But the best way to find a good "data scientist" is probably the best way to find a good programmer -- be one yourself; tap your professional network; and hire people as consultants/freelancers on non-critical projects before making a real commitment. Identifying someone with a deep skill that one doesn't possess oneself is pretty much impossible. And on the flip side, I have trouble imagining that someone who really knows what he or she is doing would want to work for some unknown.
If you want someone to scrape and clean data with Perl and generate some scatter plots and histograms, look for undergrads with good grades who worked as Research Assistants, or recent grads working as RAs at consulting firms, research centers, governmental agencies, or think tanks. They'll do great (by and large), they've have had some informal training from a more senior researcher to help put everything in context, and faculty often steer their best students into those sorts of jobs, so there's a pretty strong quality screen. I'm sure there are other places to find people too.
I think most people do, but I've never heard a good term for the job. It's like "we want someone who can take large amounts of data and do something awesome with it". What do you call that?
>Unless you're hiring someone really junior, you want the "data scientist" to have a specialty -- anyone good will have one.
Not sure I agree with this, I want people who are well-rounded. I think it's great to find someone who specialized at something, but I'd want that person to be able to grow the rest of his abilities up to par. Example: let's say you specialized in machine learning. If you don't understand building scalable systems, you can't take a holistic view of a project; how will you know if your algorithms can scale to a production environment?
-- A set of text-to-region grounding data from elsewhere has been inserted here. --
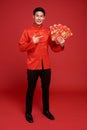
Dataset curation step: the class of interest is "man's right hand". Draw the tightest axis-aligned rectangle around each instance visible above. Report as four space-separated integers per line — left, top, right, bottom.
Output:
32 34 43 44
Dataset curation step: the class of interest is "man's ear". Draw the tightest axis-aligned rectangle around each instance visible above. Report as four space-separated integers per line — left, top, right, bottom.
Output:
33 15 34 19
43 16 45 20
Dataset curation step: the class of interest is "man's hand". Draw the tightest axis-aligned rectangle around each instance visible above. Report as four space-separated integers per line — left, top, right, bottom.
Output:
57 37 65 47
32 34 43 44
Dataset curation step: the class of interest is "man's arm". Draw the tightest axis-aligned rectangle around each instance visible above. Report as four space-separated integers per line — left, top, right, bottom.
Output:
48 35 65 52
18 29 37 52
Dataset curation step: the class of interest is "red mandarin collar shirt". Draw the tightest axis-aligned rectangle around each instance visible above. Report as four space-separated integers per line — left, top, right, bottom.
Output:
19 24 64 70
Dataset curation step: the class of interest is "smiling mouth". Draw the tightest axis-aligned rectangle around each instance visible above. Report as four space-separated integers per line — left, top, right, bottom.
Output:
37 21 41 22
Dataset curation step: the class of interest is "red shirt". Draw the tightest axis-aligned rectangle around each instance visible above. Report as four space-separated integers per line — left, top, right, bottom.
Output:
19 24 64 70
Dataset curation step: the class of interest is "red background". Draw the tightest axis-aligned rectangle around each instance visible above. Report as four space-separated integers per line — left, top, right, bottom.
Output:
0 0 87 130
0 0 87 91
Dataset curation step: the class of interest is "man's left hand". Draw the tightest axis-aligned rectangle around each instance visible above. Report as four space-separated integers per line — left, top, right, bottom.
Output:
56 37 65 47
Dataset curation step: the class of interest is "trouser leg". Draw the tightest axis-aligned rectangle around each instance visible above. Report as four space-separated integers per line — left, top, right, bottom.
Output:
26 70 38 114
40 69 51 112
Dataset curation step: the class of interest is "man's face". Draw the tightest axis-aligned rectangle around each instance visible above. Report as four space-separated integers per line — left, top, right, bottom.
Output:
33 11 45 26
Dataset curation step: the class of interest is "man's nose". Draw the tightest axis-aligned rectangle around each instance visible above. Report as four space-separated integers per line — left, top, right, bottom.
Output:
38 16 41 19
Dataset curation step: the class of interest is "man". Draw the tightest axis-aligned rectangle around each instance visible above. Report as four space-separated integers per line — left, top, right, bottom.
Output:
19 7 65 123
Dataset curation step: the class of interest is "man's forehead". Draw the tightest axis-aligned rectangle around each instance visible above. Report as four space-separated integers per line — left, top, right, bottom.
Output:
35 11 44 15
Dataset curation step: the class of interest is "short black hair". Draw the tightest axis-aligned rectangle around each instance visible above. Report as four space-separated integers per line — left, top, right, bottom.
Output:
33 7 45 16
Or, if you can't program well, you can't write code to actually get your algorithms into place. Or if you can't understand the business side of things, you won't be able to build trust with the rest of the company, and hence you won't be able to contribute.
Analyst
Yeah, that's kind of the problem; until "awesome" gets defined, it's awfully hard to be specific about what the company needs. But this is why it's going to be really hard for someone that couldn't do part of the job themselves to hire effectively.
As to the second point, I guess it's going to depend on the business and on whether the statistical component is crucial or just peripheral. It's nice if everyone is pretty broadly well trained. But if you're a hedge fund building algorithmic trading rules, you need different people than a marketing research firm or a litigation consulting agency.
It has always seemed to me just an excuse to run away from the "Artificial Intelligence 2.0" moniker and all the negative connotations that would imply. I dislike the label "Data Science" because there is not really much "Science" with a capital-S being done by people who adopt the moniker and with whom I have had chance to meet.
I have always thought that "Knowledge Engineer" was a more descriptive and useful term for what they actually do. The more abstract you get it seems to fall into the field properly known as Computational Mathematics.
That quote is more than just humorous, it points out one compelling answer to the question in the title of the post -- Perhaps all scientists are data scientists, you simply have to lure them into a new domain of study.
I do think that people need to stop expecting to get a physicist, statistician, economist or applied mathematician (every graduate analysis job I've seen had that wonderful qualification) as most of those people already have really well paying jobs in finance (or satisfying careers in academia), and open their eyes to the fact that for many data science roles, social scientists are probably a better fit.
If you're dealing with numbers generated by people's interaction with a website, a handy background to have is in some form of quantitative social science. (I am of course horribly biased, by being a quantitatively trained social scientist).
In any case, I expect data science to go through a dot.com like boom and then a horrible crash, so it may be a good idea to get the skills (and possibly qualifications) now, while the sun still shines and people are still hypnotised by the promise of big data, rather than the tedium and slog of extracting value from it.
FWIW, I agree with you that quantitative social science is a great background to have. My data science team lead has a background in Neuroscience and he seems to be having fun applying that intuition to recommendations.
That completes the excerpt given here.